İlerleyen günlerde MHP genel başkanı tüm sağlık sorunlarına rağmen “Türk’ün Kürt’e, Kürt’ün Türk’e hürmet, muhabbet ve bağlılığı çerçevesinde PKK’nın kurucu önderi Abdullah Öcalan’a, teşekkür edip şükranlarını” sundu.
Bebek katili Öcalan, artık kurucu önderdi!
Bahçeli’nin düşünce dünyasında yaşanan bu dönüşüm bir gecede ortaya çıkmadı. Onun yaşadığı “bilinç sıçraması”nın istihzaya düşmeden değerlendirilmesi devrimci politikanın ilgi alanı içindedir. Maddi gerçekliğin sadece düşmanı değil eli ve aklı silahlı devrimci güçleri de dönüşüme zorlayan bir gücü olduğunu bilmek Marksist politikanın en temel ilkesidir.
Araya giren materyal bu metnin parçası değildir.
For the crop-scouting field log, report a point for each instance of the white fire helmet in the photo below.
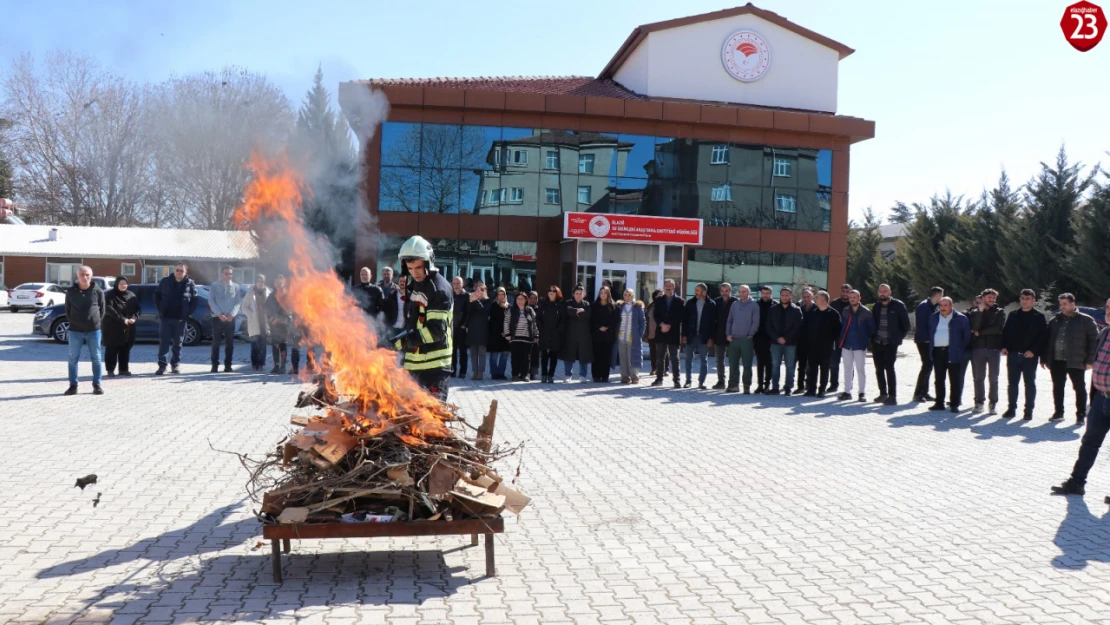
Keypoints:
(417, 248)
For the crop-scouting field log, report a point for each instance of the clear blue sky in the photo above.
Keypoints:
(959, 90)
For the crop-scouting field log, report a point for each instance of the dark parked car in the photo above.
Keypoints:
(51, 321)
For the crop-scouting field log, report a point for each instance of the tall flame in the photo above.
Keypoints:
(385, 393)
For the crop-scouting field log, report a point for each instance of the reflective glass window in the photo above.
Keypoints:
(401, 142)
(745, 165)
(439, 190)
(478, 147)
(399, 189)
(673, 254)
(450, 145)
(635, 157)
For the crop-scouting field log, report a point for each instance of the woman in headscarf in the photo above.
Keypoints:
(281, 324)
(253, 306)
(121, 312)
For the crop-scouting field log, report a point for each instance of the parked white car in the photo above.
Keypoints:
(36, 295)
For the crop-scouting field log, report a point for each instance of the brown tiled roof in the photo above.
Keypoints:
(543, 84)
(641, 32)
(565, 138)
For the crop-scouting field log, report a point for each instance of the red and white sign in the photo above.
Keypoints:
(1083, 24)
(746, 56)
(633, 228)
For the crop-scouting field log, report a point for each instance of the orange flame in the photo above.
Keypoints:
(384, 392)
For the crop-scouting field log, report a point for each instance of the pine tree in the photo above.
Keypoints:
(864, 242)
(900, 213)
(322, 142)
(974, 250)
(921, 259)
(6, 173)
(1038, 242)
(1089, 256)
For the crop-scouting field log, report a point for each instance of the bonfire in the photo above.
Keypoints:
(376, 446)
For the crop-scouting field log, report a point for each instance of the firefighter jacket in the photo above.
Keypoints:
(427, 340)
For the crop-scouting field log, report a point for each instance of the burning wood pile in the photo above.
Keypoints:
(344, 467)
(379, 447)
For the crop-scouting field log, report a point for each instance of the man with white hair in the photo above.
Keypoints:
(1099, 416)
(856, 331)
(84, 310)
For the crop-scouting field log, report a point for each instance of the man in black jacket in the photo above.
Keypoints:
(175, 300)
(720, 341)
(784, 325)
(84, 310)
(1069, 352)
(820, 330)
(1022, 341)
(462, 299)
(891, 325)
(987, 320)
(699, 328)
(838, 305)
(807, 306)
(669, 311)
(762, 341)
(369, 294)
(925, 310)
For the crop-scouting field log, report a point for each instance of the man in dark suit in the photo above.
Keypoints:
(698, 330)
(669, 312)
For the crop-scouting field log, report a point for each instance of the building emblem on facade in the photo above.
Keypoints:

Politik eyleyiş güç ilişkileri üzerine kuruludur. Gerçek bir politik gücün, verili bir an’da, hareket halinde bulunan diğer güçlerin yönelimlerini, bu güçlerle olan karşılaşmalarını ve çarpışmalarını, bu karşılaşma ve çarpışmaların yaratabileceği örtüşmeleri ve ayrışmaları, karşıt güçlerin tarihsel eğilimlerini ve gerilimlerini gözetmesi zorunludur. Kaotik bir evrenin politik bir zihince anlaşılabilmesi, bundan gerçek sonuçlar çıkararak yönelimlerin belirlenmesi ve uygun pozisyonların alınması materyalist bir soyutlama faaliyetinin sonucudur. Politik öznenin uygun sonuçlara varabilmesi gerçek dünyayla kurduğu nesnel sürecin tamamen materyalistçe kavranmasından geçer.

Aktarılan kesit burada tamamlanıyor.